J.C. Penney said its B2B program will use its nationwide network of brick-and-mortar stores and its vast supply chain network. “JCPenney offers an important competitive advantage by being one of the most experienced retail sourcing organizations in the industry,” the company said in a statement.

But the company indicated that the move was about more than just finding a way to avoid competing with Amazon. J.C. Penney said it recognized that with its experience in designing and sourcing home textiles and its recent re-entry into the major appliance market, it was in a good position to supply hotels, innkeepers and property management companies with bulk purchase needs, an industry representing about $ 200 billion in sales a year.
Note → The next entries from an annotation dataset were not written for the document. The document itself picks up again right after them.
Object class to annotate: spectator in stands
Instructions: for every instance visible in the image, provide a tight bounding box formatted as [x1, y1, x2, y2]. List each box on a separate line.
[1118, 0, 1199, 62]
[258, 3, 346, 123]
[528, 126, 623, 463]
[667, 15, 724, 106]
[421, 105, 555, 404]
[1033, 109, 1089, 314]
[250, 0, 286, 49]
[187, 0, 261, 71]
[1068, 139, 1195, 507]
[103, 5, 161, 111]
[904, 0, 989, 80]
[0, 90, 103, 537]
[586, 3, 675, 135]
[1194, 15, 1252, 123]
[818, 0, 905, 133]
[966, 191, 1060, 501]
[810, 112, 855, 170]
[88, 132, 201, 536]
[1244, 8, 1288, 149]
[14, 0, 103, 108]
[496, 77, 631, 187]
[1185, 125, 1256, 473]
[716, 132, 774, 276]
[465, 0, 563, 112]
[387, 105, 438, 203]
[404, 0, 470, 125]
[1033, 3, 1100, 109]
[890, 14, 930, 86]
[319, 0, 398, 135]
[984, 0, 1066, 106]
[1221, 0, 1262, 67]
The company did not respond for request for further comment.

Sarah Diesker, vice president of growth and business development at customer-relationship-management data analysis company Ansira, said J.C. Penney basically looked at what it was good at, and proactively used what it knew about its customers to create a road map for new revenue streams.

“What J.C. Penney is doing is a smart move,” Diesker said. “They really decided to get down to the basics, to say what are we missing, and the data revealed to them that they had this whole segment of buyer that could be serviced better.”

L2’s Mullen said what’s encouraging about J.C. Penney’s move going forward, is the company was looking to invest in opportunities, rather than just focus on fixing its problems.

“For all the trouble they’ve had, what’s kept them alive is that they’re investing in growth categories,” Mullen said. “It’s a signal to the market that they are not going to be just left for dead.”